Je ne conçois pas en vérité qu’un tel pays soit resté inconnu. Louis XII, charmé « par la divinité de ses plantemens, par les tours en serpentant qu’y fait la rivière de l’Isère, l’appela le plus beau jardin de France[1] » (lors de son voyage en 1507).

Je n’ai rien trouvé de pareil en Angleterre, ni en Allemagne ; en France, je ne connais de comparable que les environs de Marmande. Il est vrai qu’il me reste à voir la Limagne d’Auvergne. Je ne vois de plus beaux paysages qu’en Lombardie, vers les lacs, sur la ligne qui passerait par Domo d’Ossola, Varese, Como, Lecco et Salo.

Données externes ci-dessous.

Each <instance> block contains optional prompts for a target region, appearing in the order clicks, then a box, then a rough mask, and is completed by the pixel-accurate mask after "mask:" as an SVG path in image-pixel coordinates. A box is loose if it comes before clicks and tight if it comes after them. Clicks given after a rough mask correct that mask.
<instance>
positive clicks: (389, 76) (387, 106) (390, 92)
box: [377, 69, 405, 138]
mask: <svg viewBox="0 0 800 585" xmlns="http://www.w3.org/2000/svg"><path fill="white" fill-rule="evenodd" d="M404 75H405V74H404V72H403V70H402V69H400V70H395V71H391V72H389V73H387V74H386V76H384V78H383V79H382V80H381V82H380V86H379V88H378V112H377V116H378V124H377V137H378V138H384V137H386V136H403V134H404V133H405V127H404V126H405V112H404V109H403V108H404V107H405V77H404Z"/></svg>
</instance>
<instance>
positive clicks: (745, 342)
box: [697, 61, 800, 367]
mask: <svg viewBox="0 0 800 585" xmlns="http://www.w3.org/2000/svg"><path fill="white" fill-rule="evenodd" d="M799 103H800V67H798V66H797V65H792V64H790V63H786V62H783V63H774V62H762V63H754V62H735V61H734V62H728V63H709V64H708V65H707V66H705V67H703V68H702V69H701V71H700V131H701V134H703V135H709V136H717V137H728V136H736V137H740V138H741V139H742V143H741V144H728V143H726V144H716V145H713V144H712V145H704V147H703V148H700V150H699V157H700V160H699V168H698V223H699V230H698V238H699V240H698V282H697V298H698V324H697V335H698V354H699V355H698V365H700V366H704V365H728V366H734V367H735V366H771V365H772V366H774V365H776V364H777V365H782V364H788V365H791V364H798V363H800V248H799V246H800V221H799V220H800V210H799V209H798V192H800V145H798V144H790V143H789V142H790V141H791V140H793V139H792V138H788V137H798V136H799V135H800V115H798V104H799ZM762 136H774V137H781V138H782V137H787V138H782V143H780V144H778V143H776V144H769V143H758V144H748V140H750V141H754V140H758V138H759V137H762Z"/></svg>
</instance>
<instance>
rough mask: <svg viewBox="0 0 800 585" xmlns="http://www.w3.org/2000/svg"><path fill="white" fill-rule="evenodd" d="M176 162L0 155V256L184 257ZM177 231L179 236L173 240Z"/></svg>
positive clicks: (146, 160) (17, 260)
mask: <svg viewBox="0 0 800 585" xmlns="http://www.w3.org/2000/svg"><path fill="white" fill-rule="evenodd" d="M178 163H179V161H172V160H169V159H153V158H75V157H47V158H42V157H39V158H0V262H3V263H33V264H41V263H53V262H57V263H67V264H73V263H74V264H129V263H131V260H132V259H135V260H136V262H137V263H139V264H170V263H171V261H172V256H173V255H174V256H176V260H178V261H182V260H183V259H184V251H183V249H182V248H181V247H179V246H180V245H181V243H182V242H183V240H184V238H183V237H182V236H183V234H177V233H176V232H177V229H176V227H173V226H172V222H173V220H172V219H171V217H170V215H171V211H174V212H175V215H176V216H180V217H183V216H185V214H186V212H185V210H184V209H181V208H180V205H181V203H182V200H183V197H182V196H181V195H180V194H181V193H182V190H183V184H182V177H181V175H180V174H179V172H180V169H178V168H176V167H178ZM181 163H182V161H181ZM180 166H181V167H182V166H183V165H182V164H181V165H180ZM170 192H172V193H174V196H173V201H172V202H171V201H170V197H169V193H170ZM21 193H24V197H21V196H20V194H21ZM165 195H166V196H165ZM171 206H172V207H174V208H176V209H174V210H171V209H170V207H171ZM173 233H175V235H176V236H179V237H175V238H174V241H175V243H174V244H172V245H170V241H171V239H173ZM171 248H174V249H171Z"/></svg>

Mais, dans ces pays-là, on est vexé par la police de M. de Metternich ; tandis que l’on peut aller en cinquante-trois heures, et sans montrer son passe-port, de Paris à Montbonot.


— Grenoble, le 12 août.

On m’a conduit ce matin au château de Montbonot, qui appartient à un homme aimable et savant. Ce château couronne une jolie petite colline qui avance vers l’Isère. C’est sans doute la plus belle position de la vallée. D’un côté la vue s’étend jusque près de Saint-Egrève, Noyarey, le pont de Claix, et de l’autre jusqu’aux environs du fort Barreaux. Mais comment décrire ces choses-là ? il faudrait dix pages, prendre le ton épique et emphatique que j’ai en horreur ; et le résultat de tant de travail ne serait peut-être que de l’ennui pour le lecteur. J’ai remarqué que les belles descriptions de madame Radcliffe ne décrivent rien ; c’est le chant d’un matelot qui fait rêver.

Je ne puis que dire au voyageur : Quand vous passez par Lyon, faites vingt lieues de plus pour voir ces aspects sublimes.

  1. Guy-Allard, Histoire de Humbert II, ce pitoyable Dauphin qui céda ses États à Philippe le Bel en 1349.